Researchers From NVIDIA, Stanford University and Microsoft Research Propose Efficient Trillion-Parameter Language Model Training on GPU Clusters

Large-scale transformer-based language models have produced significant gains in natural language processing (NLP) in recent years. However, training such models is difficult because no single GPU has enough memory to accommodate parameter totals that have grown exponentially in recent years. Even if these parameters could be trained on a single GPU, limited computing power would result in longer training times without model parallelism. 

In a paper by NVIDIA, Stanford University, and Microsoft Research, a research team has proposed a new parallelization schedule that improves throughput by more than 10 percent with a comparable memory footprint. The paper demonstrated that such strategies could be composed to achieve high aggregate throughput when training large models with nearly a trillion parameters. 

The team first introduces methods combining data parallelism with tensor model parallelism and pipeline model parallelism to ensure that large models are trained efficiently.
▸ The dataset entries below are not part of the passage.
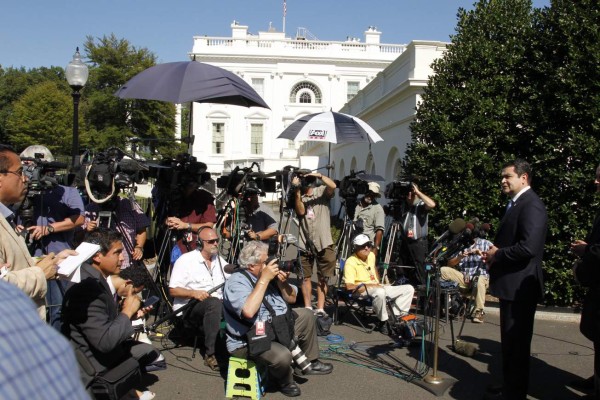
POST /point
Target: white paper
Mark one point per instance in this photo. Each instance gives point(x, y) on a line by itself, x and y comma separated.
point(69, 267)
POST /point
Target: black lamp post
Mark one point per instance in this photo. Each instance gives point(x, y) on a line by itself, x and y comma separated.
point(77, 74)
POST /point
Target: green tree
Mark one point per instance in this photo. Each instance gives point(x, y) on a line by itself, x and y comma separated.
point(112, 120)
point(14, 82)
point(516, 82)
point(43, 115)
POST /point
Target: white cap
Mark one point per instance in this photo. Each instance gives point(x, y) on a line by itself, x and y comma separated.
point(374, 189)
point(361, 239)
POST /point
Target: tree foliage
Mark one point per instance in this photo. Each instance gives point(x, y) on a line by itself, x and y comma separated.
point(42, 115)
point(515, 82)
point(112, 120)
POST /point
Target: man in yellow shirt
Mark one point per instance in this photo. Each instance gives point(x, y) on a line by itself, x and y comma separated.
point(360, 273)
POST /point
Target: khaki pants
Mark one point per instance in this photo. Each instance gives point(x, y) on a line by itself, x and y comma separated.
point(451, 274)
Through data parallelism, every worker has a copy of the entire model, and the input dataset is sharded. The workers periodically aggregate the gradients to maintain a compatible version of the weights. 

In pipeline parallelism, the model layers are shared across multiple devices. Since pipelining schemes must ensure that inputs see compatible weight versions across forward and backward passes, the researchers propose two scheduling approaches: default scheduling and scheduling with interleaved stages. 

The default schedule approach has a huge memory footprint since it requires stashed intermediate activations to be kept in memory. Therefore the team opts for a modified PipeDream-Flush schedule, which is much more memory-efficient. The scheduling with interleaved stages approach can reduce pipeline bubble size; it has drawbacks because it needs extra communication.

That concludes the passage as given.